Meet ZUBAIR ADAM FOLOHUNSHO, an Academic Staff of Lagos State University.


Software Engineering, Cyber Security, Cognitive Science, And Data Science


Lecturer II


Computer Science


At the Computer Science department office

Visiting Hour

Appointment on Visitation important

Research Interest

Topic: Investigating Social Media Profiling Techniques For User Behavior Analysis And Threat Detection


Introduction:In the ever-evolving landscape of cybersecurity, the intersection of data science and social media profiling presents a critical frontier for research. This study delves into the realm of user behavior analysis through the lens of social media posts, aiming to bolster cybersecurity measures by unraveling potential threats embedded in online interactions.

Aims/Objectives:The primary objective is to employ data science methodologies to develop a robust social media profiling framework for comprehensive user behavior analysis. This involves extracting patterns from users' posts, identifying anomalies, and correlating these insights with potential cybersecurity threats. Specific aims include enhancing anomaly detection algorithms and improving the accuracy of threat prediction based on social media activity.
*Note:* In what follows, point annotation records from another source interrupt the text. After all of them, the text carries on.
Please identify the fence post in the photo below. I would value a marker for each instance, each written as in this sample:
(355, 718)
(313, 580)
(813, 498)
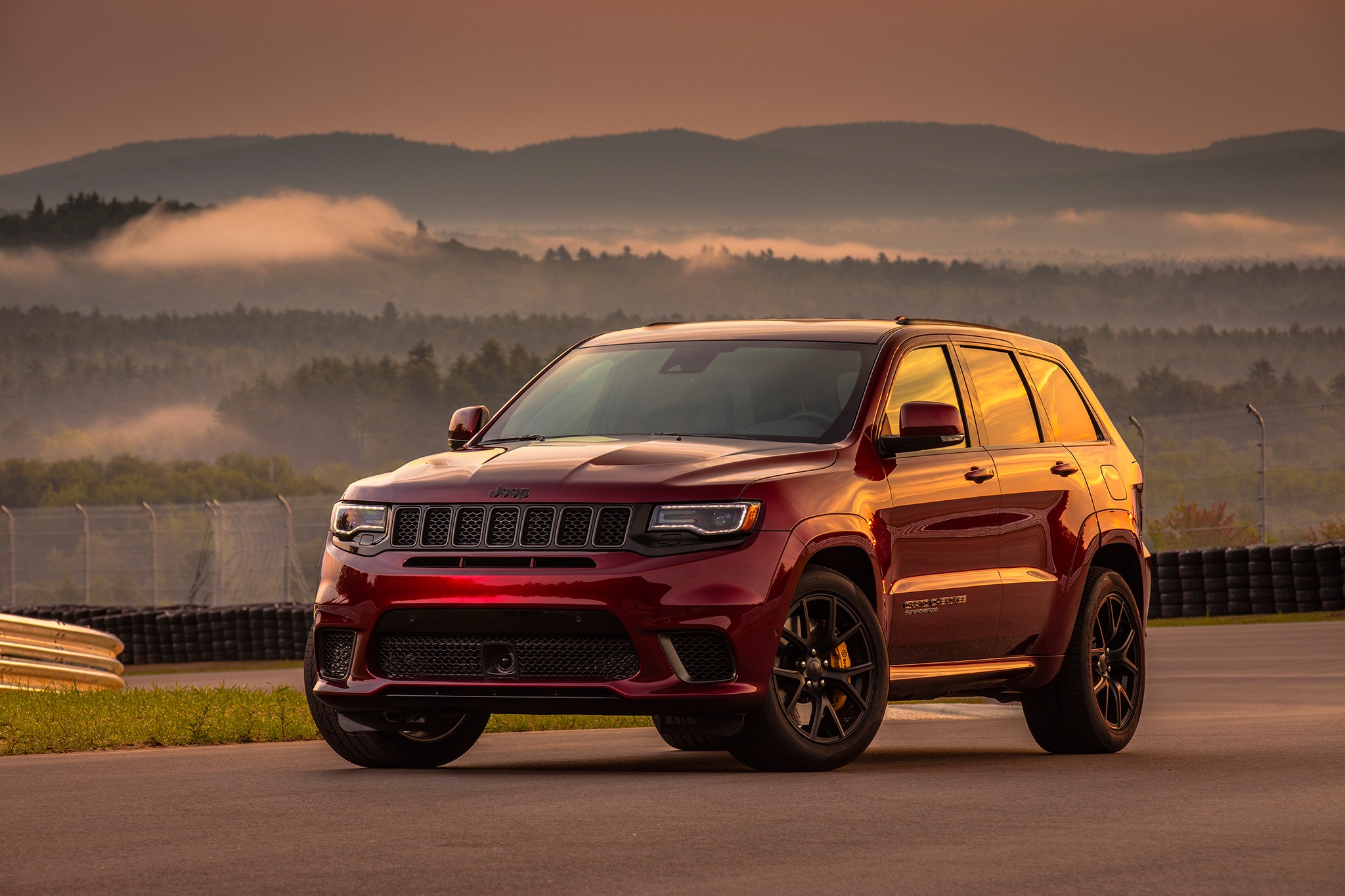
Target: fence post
(217, 576)
(14, 561)
(1262, 421)
(154, 555)
(88, 571)
(290, 544)
(1136, 423)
Methodology:The research will adopt a multifaceted methodology, integrating natural language processing (NLP) techniques to extract semantic meaning from social media posts. Machine learning algorithms, particularly anomaly detection models, will be employed to discern patterns indicative of malicious intent. The methodology also involves data preprocessing, feature engineering, and model training/validation on diverse datasets representative of various cyber threats.

Expected Results: Anticipated outcomes include the development of an advanced social media profiling model capable of identifying subtle behavioral indicators of cybersecurity threats. The research expects heightened accuracy in predicting and preemptively mitigating potential risks based on users' online activities, contributing to a more proactive cybersecurity posture.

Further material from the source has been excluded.